From WSJ.com and The Real Deal-South Florida:
Q & A with Frank Mackle
By Jennifer LeClaire
Venny Torre and Frank Mackle smell opportunity. In fact, they see the proverbial perfect storm in the real estate industry and are betting on a potentially profitable niche: distressed property workouts.
The real estate building veterans last November launched Miami-based Torre Mackle Group, a firm specializing in completing distressed real estate projects and Chinese drywall remediation.
The duo is on to something. South Florida ranks third among U.S. markets for the volume of commercial real estate and condo projects in some level of financial distress. The region has at least 232 known troubled assets, representing more than $6 billion in problematic loans, according to the latest report from Real Capital Analytics.
Torre Mackle's first project is Terzetto Villas, a 62-home development in Aventura. Construction of Terzetto Villas was halted last year when its developer, Merco Group, defaulted on its financial obligations. Now the property's receiver and Ocean Bank have hired Torre Mackle to resume construction in hopes of maximizing the unfinished asset's value.
The Real Deal caught up with Frank Mackle to discuss the complex issues of distressed real estate workouts, how banks determine whether it's worth it to complete a project, and the opportunities for firms like his over the next couple of years.
How much of the work on these types of deals are you able to salvage?
Many of these buildings don't have windows and doors installed, so you have some moisture issues. Sometimes you have to throw out the drywall because moisture had accumulated in the six to eight months of the building sitting stagnant. We've seen roofs that need to be replaced because the final layer wasn't applied and the sun started to damage the roof. Many assets are deteriorating because the properties are in some stage of foreclosure and there's no money to protect and preserve them.
What kind of permitting complications arise?
You have to determine where the project stands from the city and the permit point of view.
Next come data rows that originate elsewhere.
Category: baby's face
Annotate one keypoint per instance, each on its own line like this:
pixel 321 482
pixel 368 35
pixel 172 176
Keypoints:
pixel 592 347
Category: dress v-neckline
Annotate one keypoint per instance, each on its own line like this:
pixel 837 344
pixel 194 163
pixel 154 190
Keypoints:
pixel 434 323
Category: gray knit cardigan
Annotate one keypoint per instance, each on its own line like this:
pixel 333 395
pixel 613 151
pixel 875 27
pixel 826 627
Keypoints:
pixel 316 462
What is open, what is closed, what violations you may have…then you have to get inspections to allow you to install windows and continue with roofing. It takes a complete evaluation to pick up where the last contractor left off. You also have to sort out subcontractor issues. Some haven't been paid. Vandalism is common. Some people get upset over not being paid and do damage out of spite.
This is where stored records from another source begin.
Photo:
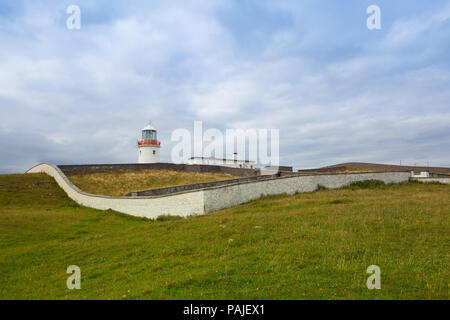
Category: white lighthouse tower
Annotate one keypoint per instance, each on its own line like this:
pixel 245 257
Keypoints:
pixel 148 146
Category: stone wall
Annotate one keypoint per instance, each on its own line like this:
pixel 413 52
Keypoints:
pixel 198 201
pixel 231 195
pixel 440 180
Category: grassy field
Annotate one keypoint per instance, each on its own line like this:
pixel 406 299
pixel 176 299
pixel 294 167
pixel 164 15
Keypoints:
pixel 119 183
pixel 308 246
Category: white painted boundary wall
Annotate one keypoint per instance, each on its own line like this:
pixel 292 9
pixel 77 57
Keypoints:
pixel 194 202
pixel 441 180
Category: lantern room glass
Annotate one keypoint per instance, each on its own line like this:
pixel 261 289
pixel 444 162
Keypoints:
pixel 149 135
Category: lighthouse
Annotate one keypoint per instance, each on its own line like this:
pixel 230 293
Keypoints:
pixel 148 146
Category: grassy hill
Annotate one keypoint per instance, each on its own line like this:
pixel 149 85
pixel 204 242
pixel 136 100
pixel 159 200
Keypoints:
pixel 307 246
pixel 119 183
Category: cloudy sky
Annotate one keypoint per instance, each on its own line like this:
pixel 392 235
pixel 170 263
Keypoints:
pixel 337 91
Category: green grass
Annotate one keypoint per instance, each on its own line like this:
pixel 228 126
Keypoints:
pixel 309 246
pixel 119 183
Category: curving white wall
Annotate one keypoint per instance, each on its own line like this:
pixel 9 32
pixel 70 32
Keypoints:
pixel 183 204
pixel 210 199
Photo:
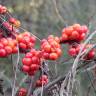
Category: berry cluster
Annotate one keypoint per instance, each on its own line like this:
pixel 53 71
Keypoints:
pixel 8 46
pixel 22 92
pixel 75 33
pixel 51 48
pixel 3 9
pixel 74 50
pixel 31 62
pixel 26 41
pixel 14 22
pixel 42 81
How do banks or investors decide if it's worth it to complete a project?
In the case of Terzetto Villas, there were deposits from about 35 buyers that had to be salvaged. It was worth more to finish than to abandon it or sell it at a fire sale. Maximizing the property's value in this case was to complete the project. In some cases, the only ones who will buy these distressed properties are vulture funds and they are going to spend pennies on the dollar. The figure I hear is 20 or 30 cents on the dollar. It's a very complex formula used to figure out whether you should finish the project or not.
So the opportunity is more often working with vulture funds than banks?
Yes, most banks don't have the ability to spend more money on a distressed project. We may provide services to the bank to preserve and protect while they look for a buyer. But our company is actively pursuing investor groups that are going to be the ultimate decision-makers on how these properties get finished up. Many banks aren't willing to sell to the vultures yet, but it's coming over the next couple of years.